Imported Data in to Elastic Search with Epoch Nano Not Showing anything in Kibana

Matthew_Bullock · April 24, 2017, 7:59am

I have imported data in to Elastic Search via the bulk API. I have kept my date fields as EPOCH NANO within the data but have selected EPOCH MILLI as the date format. My understanding is JAVA TIME will just drop the last digits and convert it to EPOCH MILLI.

I imported by the bulk API and can see successes in the data

{"index":{"_index":"els","_type":"logs","_id":"3541c65dffdc4408","_version":1,"result":"created","_shards":{"total":2,"successful":1,"failed":0},"created":true,"status":201}},{"index":{"_index":"els","_type":"logs","_id":"3541c65dffe04408","_version":1,"result":"created","_shards":{"total":2,"successful":1,"failed":0},"created":true,"status":201}},{"index":{"_index":"els","_type":"logs","_id":"3541c66688954408","_version":1,"result":"created","_shards":{"total":2,"successful":1,"failed":0},"created":true,"status":201}},{"index":{"_index":"els","_type":"logs","_id":"3541c67089434408","_version":1,"result":"created","_shards":{"total":2,"successful":1,"failed":0},"created":true,"status":201}

I see data within the correct index (docs.count shows data)

I can curl Elasticsearch for the data and it returns successfully

curl -XGET "http://localhost:9200/els/logs/3541c67089434408"

{
  "_index": "els",
  "_type": "logs",
  "_id": "3541c67089434408",
  "_version": 1,
  "found": true,
  "_source": {
    "cacheRequest": {
      "headers": null,
      "keepaliveStatus": "noKeepalives"....................

However when I load up Kibana there is no data / no results found. Do I have to update my Kibana Mapping?

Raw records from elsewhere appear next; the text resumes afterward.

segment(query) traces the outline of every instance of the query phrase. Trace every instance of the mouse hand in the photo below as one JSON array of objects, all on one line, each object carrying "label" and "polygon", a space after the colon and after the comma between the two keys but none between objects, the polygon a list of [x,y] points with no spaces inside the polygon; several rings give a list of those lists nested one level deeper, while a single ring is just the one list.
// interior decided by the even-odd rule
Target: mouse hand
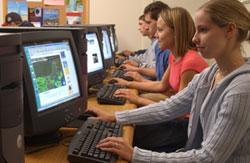
[{"label": "mouse hand", "polygon": [[94,113],[96,115],[95,119],[100,119],[100,120],[104,120],[104,121],[111,121],[111,122],[116,121],[115,115],[108,114],[107,112],[105,112],[99,108],[88,107],[86,112]]}]

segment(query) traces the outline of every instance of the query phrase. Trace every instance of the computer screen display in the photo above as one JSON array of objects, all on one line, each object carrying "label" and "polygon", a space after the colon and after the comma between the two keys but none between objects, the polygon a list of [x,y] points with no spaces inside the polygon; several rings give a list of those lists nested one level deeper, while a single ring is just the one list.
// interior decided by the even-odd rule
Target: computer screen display
[{"label": "computer screen display", "polygon": [[110,38],[106,30],[102,30],[102,44],[103,44],[103,55],[104,59],[112,58],[112,47],[110,43]]},{"label": "computer screen display", "polygon": [[38,112],[80,96],[68,40],[28,44],[23,49]]},{"label": "computer screen display", "polygon": [[87,33],[88,73],[104,69],[101,48],[96,33]]}]

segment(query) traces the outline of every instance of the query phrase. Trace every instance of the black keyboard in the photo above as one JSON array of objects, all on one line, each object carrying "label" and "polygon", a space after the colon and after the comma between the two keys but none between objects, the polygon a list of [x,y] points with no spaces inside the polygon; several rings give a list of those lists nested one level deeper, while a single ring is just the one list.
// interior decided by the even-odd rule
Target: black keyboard
[{"label": "black keyboard", "polygon": [[96,148],[97,143],[110,136],[121,136],[121,125],[97,119],[87,119],[73,137],[68,160],[71,163],[113,163],[117,155]]},{"label": "black keyboard", "polygon": [[113,78],[122,78],[122,79],[127,80],[127,81],[133,81],[133,80],[134,80],[132,77],[130,77],[130,76],[125,76],[124,74],[125,74],[125,71],[118,69],[118,70],[115,70],[115,71],[112,73],[111,76],[112,76]]},{"label": "black keyboard", "polygon": [[117,89],[125,88],[114,84],[105,84],[97,93],[97,102],[99,104],[123,105],[126,102],[125,98],[115,97],[114,93]]}]

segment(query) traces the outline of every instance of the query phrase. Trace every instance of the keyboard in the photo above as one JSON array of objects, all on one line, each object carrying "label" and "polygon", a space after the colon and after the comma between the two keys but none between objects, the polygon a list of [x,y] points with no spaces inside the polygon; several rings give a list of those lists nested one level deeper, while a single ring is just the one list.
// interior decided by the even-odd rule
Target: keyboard
[{"label": "keyboard", "polygon": [[71,163],[114,163],[118,156],[96,148],[97,143],[110,136],[122,136],[122,127],[114,122],[87,119],[74,135],[68,149]]},{"label": "keyboard", "polygon": [[127,81],[133,81],[133,80],[134,80],[132,77],[130,77],[130,76],[125,76],[124,74],[125,74],[125,71],[118,69],[118,70],[115,70],[115,71],[112,73],[111,76],[112,76],[113,78],[122,78],[122,79],[127,80]]},{"label": "keyboard", "polygon": [[97,93],[97,102],[99,104],[123,105],[126,102],[125,98],[115,97],[114,93],[117,89],[125,88],[114,84],[105,84]]}]

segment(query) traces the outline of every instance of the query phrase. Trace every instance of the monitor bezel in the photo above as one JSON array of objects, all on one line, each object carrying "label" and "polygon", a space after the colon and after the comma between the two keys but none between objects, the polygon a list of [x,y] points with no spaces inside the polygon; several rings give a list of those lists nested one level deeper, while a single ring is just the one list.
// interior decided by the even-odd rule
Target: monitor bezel
[{"label": "monitor bezel", "polygon": [[105,79],[106,70],[105,70],[104,56],[102,52],[102,42],[101,42],[100,32],[96,26],[85,26],[85,28],[87,29],[87,33],[96,33],[103,64],[103,69],[99,69],[97,71],[88,73],[88,87],[91,87],[103,82],[103,80]]},{"label": "monitor bezel", "polygon": [[[70,48],[72,50],[72,58],[75,64],[75,69],[78,78],[78,85],[80,90],[80,96],[78,98],[71,99],[65,103],[53,106],[50,109],[38,112],[35,93],[30,76],[28,63],[26,56],[24,55],[24,125],[25,136],[41,135],[58,130],[63,125],[76,119],[83,110],[84,99],[84,87],[81,66],[79,62],[79,56],[77,54],[76,46],[72,38],[72,34],[69,31],[36,31],[22,33],[23,45],[30,44],[32,42],[47,42],[68,40]],[[23,48],[22,48],[23,51]],[[24,52],[23,52],[24,53]],[[58,118],[55,120],[55,118]],[[52,125],[53,124],[53,125]]]},{"label": "monitor bezel", "polygon": [[[108,25],[100,25],[98,28],[100,30],[102,40],[103,40],[102,30],[105,30],[108,34],[108,37],[109,37],[108,39],[109,39],[109,45],[110,45],[111,51],[112,51],[112,57],[104,59],[105,69],[109,69],[111,66],[114,66],[114,64],[115,64],[115,53],[113,52],[111,41],[110,41],[110,30],[109,30]],[[102,47],[102,50],[103,50],[103,47]],[[104,54],[103,54],[103,56],[104,56]]]}]

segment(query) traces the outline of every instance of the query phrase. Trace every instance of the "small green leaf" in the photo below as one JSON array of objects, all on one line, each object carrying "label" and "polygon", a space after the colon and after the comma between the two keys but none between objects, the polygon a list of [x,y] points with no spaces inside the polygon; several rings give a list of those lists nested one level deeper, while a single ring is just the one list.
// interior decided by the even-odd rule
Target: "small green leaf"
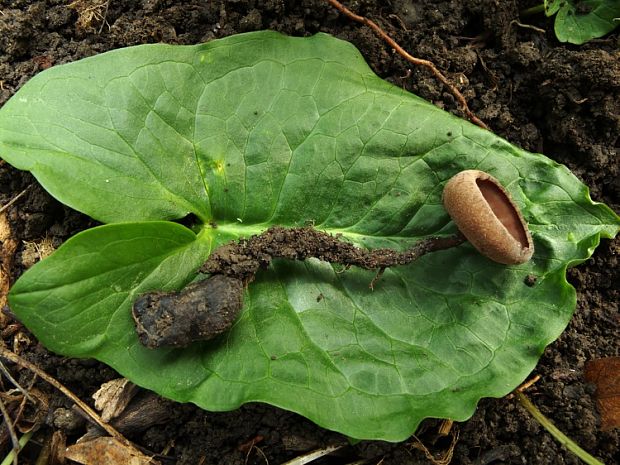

Or does Kibana not support the Java Time?

warkolm · April 24, 2017, 8:33am

Did you select the right field as the time one when setting up your index patterns?

Matthew_Bullock · April 24, 2017, 9:29am

so my index mapping is (well top part):

{
  "settings": {
    "index.mapping.ignore_malformed": true
  },
  "mappings": {
    "logs": {
      "properties": {
        "timestamp": {
          "type":   "date",
          "format": "epoch_millis"
        },
        "geoip.location": {
          "type": "geo_point"
      }
        }
      }
    }
  }'

I have also told Kibana to look @ timestamp This worked fine when I 'sed' EPOCH Nano to Milli in my script then bulk imported but was testing new Java Time function to remove this stage

spalger · April 24, 2017, 10:57pm

elasticsearch does not support nanoseconds, you'll need to send the timestamps as milliseconds if you're going to use the epoch_millis date format

spalger · April 24, 2017, 10:57pm

See https://github.com/elastic/elasticsearch/issues/10005

system · May 22, 2017, 11:09pm

This topic was automatically closed 28 days after the last reply. New replies are no longer allowed.